En verdad, hace muchos años nos encontramos en una situación en la que los abogados debemos recomendar a nuestros clientes el castigo de las deudas, cobrar menos de 3.000 dólares, tener éxito y lograr cobrarlos; posiblemente resulte más caro que olvidarse de la deuda. Esto porque entre abogados, notificaciones y TIEMPO, el balance es favorable a abandonar la deuda.

Esto se replica en temas de angustia e impotencia cuando se habla de los alimentos para un niño, de la muerte de un hijo o del despido injusto de una esposa.

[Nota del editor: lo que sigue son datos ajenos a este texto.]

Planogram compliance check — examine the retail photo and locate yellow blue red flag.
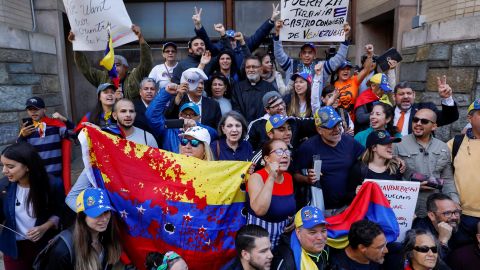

Lo normal es la impunidad del deudor, del abusivo, del incumplido y del delincuente.

La solución en el mundo fue el modelo europeo mixto de ejecutores de deudas, el equilibrio que logró Costa Rica para garantizar los derechos de los acreedores, el modelo de despacho judicial en Chile y los sistemas nórdicos de justicia electrónica, la forma de cobrar deudas en Singapur (via web) y principalmente el nuevo rol del juez que está para controlar que no se produzcan abusos y no para embargar autos y revisar actas, ése es el norte a seguir. 

En este escenario y hasta el 6 de agosto que entra en vigencia el Código de Procedimiento Civil Morales, se abre el debate de la implementación del cual todos los abogados debemos ser parte de la solución y no el núcleo del problema.